To answer this, I used fontkit to check the cmap glyph IDs for every same-font pair with SSIM >= 0.999 across both the TR39 pairs (M1b) and novel discoveries (M2). If two codepoints map to the same glyph ID, that is intentional glyph reuse by the font designer. If they map to different glyph IDs, the pixel identity is raster coincidence: separate outlines that happen to produce the same pixels at rendering size.
The result: zero glyph reuse across all 85 pixel-identical pairs. Every pixel-identical confusable (78 TR39 pairs, 7 novel pairs) uses separate glyph IDs in every font tested, including Arial, Helvetica, Geneva, Times New Roman, and dozens more. The fonts deliberately maintain separate glyph entries for Cyrillic, Greek, Roman numeral, and other confusable characters, even when the glyph outlines are visually identical to their Latin counterparts.

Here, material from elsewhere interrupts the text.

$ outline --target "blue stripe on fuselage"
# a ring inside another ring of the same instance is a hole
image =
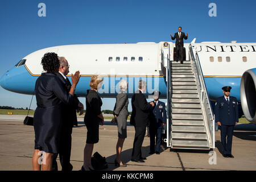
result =
[[[32,76],[24,65],[14,67],[1,78],[1,86],[6,90],[23,94],[32,94],[35,84],[38,76]],[[163,77],[119,77],[102,76],[104,82],[101,89],[99,90],[101,96],[104,97],[115,97],[119,92],[118,82],[121,79],[128,81],[127,93],[129,97],[137,90],[139,80],[147,82],[146,95],[151,94],[158,90],[161,92],[160,98],[166,98],[166,82]],[[71,81],[71,77],[68,77]],[[85,97],[86,90],[90,89],[90,76],[81,76],[77,86],[76,94],[80,97]],[[205,84],[211,100],[223,96],[221,88],[224,86],[231,86],[230,95],[237,97],[240,101],[241,78],[206,77]]]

This means the pixel identity is not a font aliasing shortcut. It is a rendering outcome from outline-identical but structurally separate glyphs. Fonts could differentiate these characters visually without restructuring their cmap tables, since the table already separates them. They just happen to draw the same shape.
How to reproduce
git clone https://github.com/paultendo/confusable-vision
cd confusable-vision
npm install
# Build candidate list (23,317 identifier-safe chars not in confusables.txt)
npx tsx scripts/build-candidates.ts
# Render candidates with font discovery (~40 min, 89,478 PNGs)
npx tsx scripts/build-index.ts --candidates
# Score all candidate/target pairs (~15.5 min, 2.9M comparisons)
npx tsx scripts/score-candidates.ts
# Extract high-risk discoveries
npx tsx scripts/extract-discoveries.ts
The full results are at candidate-discoveries.json in the repo (CC-BY-4.0). The technical report is at REPORT.md. Every number in this post is drawn from the report or the scored output.
Series context
This is the sixth post in a series on Unicode identifier security:
- confusables.txt and NFKC disagree on 31 characters
- Unicode ships one confusable map. You need two.
- A threat model for Unicode identifier spoofing
- Making Unicode risk measurable
- I rendered 1,418 Unicode confusable pairs across 230 fonts
- This post: 793 novel confusables discovered outside TR39
Next: cross-script validation and CJK/Hangul verification (M2b).
Submitted to Unicode
These 793 discoveries have been submitted to the Unicode Consortium for review, as a follow-up to the initial submission reporting 31 NFKC/confusables.txt conflicts. The submission includes the full scored dataset, per-pair SSIM scores, font coverage, and same-font/cross-font breakdowns. Whether any of these pairs warrant inclusion in a future revision of confusables.txt is up to the Unicode working group.
confusable-vision is MIT-licensed. The discovery data is CC-BY-4.0. The full candidate analysis, 96-script breakdown, and all render artifacts are in the repo. namespace-guard (v0.16.0, zero dependencies, MIT) integrates these discoveries via optional visual weights in confusableDistance().
Thanks to Akshat Gupta and colleagues for the GlyphNet paper, whose empirical findings on greyscale rendering informed confusable-vision’s methodology.